SSX

It's kind of hard to pinpoint the exact moment I realised I loved SSX. It may have been the first time I had to race down the pristine yet geometrically impossible slopes of the Rockies to the relentlessly feel good tunes of The Naked and Famous. It could have been the first time I totally smashed the record on a Trick It event. Or it could have been when I found out how much fun it is to carve out your own little niche in the global online competitions. Whatever the timing of it, I realised prior to writing this that I love SSX to an almost inappropriate extent. 

I may be slightly bias. The original PS2 SSX was the very first game I properly owned, as opposed to scabbing the odd afternoon or lunch break off my friends. I followed the franchise with gusto right up until SSX On Tour. The lack of a true current gen SSX has been a huge disappointment for me over the years, but luckily, patience prevailed. SSX is a delight to play, and a true successor to the pedigree it comes from.

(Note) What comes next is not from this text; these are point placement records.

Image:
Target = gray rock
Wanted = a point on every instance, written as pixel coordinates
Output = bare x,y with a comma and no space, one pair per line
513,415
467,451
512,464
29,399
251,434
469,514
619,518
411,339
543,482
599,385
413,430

The game can essentially be split into three self explanatory modes: Race It, Trick It and Survive It. The former play much as they always have. The latter is a new addition to the franchise that adds a very different dynamic to the game. Racing downhill at breakneck speed while attempting to avoid the myriad perils that assail you, whether they be rocks, trees or gravity itself, is exhilarating and not a little difficult. Survival Mode has drawn the most flak due to this aspect, but I find it refreshing that a mode can prove so trying in this current gaming epoch, where often you have to play on the hardest difficulty just to get a modicum of a challenge (I'm looking at you, Space Marine). It can be occasionally frustrating to pour 30 minutes into a single course, but it makes the victory so much sweeter. The soundtrack to the game has maybe a little too much offensively shite dubstep but is otherwise a perfect boarding collection. If you REALLY can't handle you're Skrillex, SSX allows you to make your own mix. In tandem with the survival mode, SSX has an avalanche (eh? eh?) of new toys. Wingsuits, armour, and headlamps are all required for certain matches, adding new mechanics to established modes. At times this can seem a bit gimmicky, but thankfully the game never gets buried in these

add ons. And besides, wingsuits are fucking cool. The multiplayer is perhaps where this game makes the biggest of its changes. Instead of traditional, lobby based races, the game allows you to set your times or scores on a level and then challenges your friends to beat them. At first, it gave me pause. The original SSX was a killer couch game that you and your buddies could sink hours into, as with any racing game. It was immediate, and it was fun. How could this new system be better. While it might not truly replace the on-the-spotness of the previous titles, it does drag SSX into the online era, and does it exceptionally well. It allows you to remain competitive with your friends while not actually being online. Logging on to find your buddy has smashed your score is all the incentive you need to drop an hour or two trying to claw it back. I speak from experience. The global aspect of the multiplayer has managed to craft a distinctive, and more importantly fun online community. Events can be bought into, or you can engage in free events too, although if you do you'll find yourself up against a Trick It score of 130,000,000, or a frankly inhuman downhill race time. This, combined with the ability to create and manage your own custom events means you can become a little or as involved with the community as you desire. EA have as usual drawn fire for their online pass scheme, with stores all the points you make online in a sort of digital vault until you're ready to pay up. With an online pass included in every new game however, this shouldn't prove too daunting unless you're dead set on getting it second-hand.

Despite all these changes, at it's heart this is still the SSX we know and love. It's still chock full of awesome moments. Tricking off a helicopter at the last minute in order to bump your score from silver to gold comes to mind. Its courses are a bit less wacky (anyone who's ever raced Tokyo Megaplex will understand) but no less thrilling and complex. Races are still frantic and tense, Trick Its are still gravity and physics defying in their awesomeness. It has been 9 years since the last properly good entry into the franchise, 2003's SSX 3. It finally feels like we're back on course, and it's never been sweeter. SSX is a truly delightful experience that reminds you how much pure fun you can have while gaming.